1. Zwierciadlo.pl
  2. >
  3. Psychologia

NAJLEPSZE TEKSTY 2023: Matczyna rana – schemat, który wpływa na sposób myślenia o sobie i świecie

Rany powstałe w relacji z matką najczęściej tkwią głęboko w naszej podświadomości. (Ilustracja: iStock)
Rany powstałe w relacji z matką najczęściej tkwią głęboko w naszej podświadomości. (Ilustracja: iStock)
Relacja z matką jest żywa w każdym z nas. W dorosłym życiu uwewnętrzniony głos matki może być wspierający albo krytykujący. Autoterapia wewnętrznej matczynej rany to proces przekształcania wewnętrznej matki, powstałej z kopii naszej realnej matki, w matkę akceptującą, kochającą, towarzyszącą. To ten głos w nas, który szepcze: „Jestem tu, tulę cię”.

#NAJLEPSZE TEKSTY 2023 – tak oznaczyliśmy wybrane artykuły opublikowane w minionym roku, które chcemy Wam, Drodzy Czytelnicy, przypomnieć, bo warto. Ich lektura wzbudziła w Was chęć dyskusji, zainspirowała do podzielenia się swoimi doświadczeniami. Dostaliśmy od Was wiele słów uznania oraz krytyki. Za wszystkie dziękujemy.

Każdy z nas nosi w sobie głęboką wewnętrzną ranę zadaną bardzo dawno w relacji z najważniejszą osobą, najczęściej matką. Matczyna rana to scenariusz, zgodnie z którym myślimy o sobie i świecie oraz realizujemy się w codziennym życiu. Ta rana odzywa się najczęściej zawsze wtedy, kiedy jest ci trudno, kiedy masz wrażenie, że cały świat jest przeciwko tobie.

Kiedy ktoś bardzo dla ciebie ważny nie zrozumiał twoich intencji, nie usłyszał cię, choć słuchał, zapomniał o twoich urodzinach, choć tobie nigdy nie zdarzyło się zapomnieć o jego. Ból pojawia się, kiedy czujesz się odrzucona, pominięta, niedoceniona, mało ważna. Lub kiedy bardzo się o coś starasz i nie dostajesz tego albo dostajesz, ale myślisz: „Żadna w tym moja zasługa, trafiło mi się jak ślepej kurze ziarno”.

Intuicyjnie czujesz, że ta rana jest w tobie od bardzo dawna, zabliźnia się czasami na długo, ale wystarczy małe dotknięcie, jeden zły ruch albo mała chwila zwątpienia – i w miejscu zranienia czujesz ból sięgający aż do kości.
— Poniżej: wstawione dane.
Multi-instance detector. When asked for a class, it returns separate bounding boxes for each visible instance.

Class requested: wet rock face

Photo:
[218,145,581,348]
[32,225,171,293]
Na co dzień, kiedy nie boli albo boli mniej, wydaje ci się, że wszystko jest OK. Ale to jedynie pozory, bo ktoś, kto uważnie patrzy na ciebie z zewnątrz, z pewnością zauważy ten wewnętrzny niepokój, rozedrganie, nagły grymas cierpienia pojawiający się na twojej twarzy od czasu do czasu. Tę stałą potrzebę bycia w działaniu, lęk przed zwolnieniem tempa życia, niechęć do ciszy, obawę przed odpoczynkiem. Te wszystkie musy, przymusy, przekonania w stylu: „Dam radę, wytrzymam, poradzę sobie sama, nie potrzebuję pomocy…”.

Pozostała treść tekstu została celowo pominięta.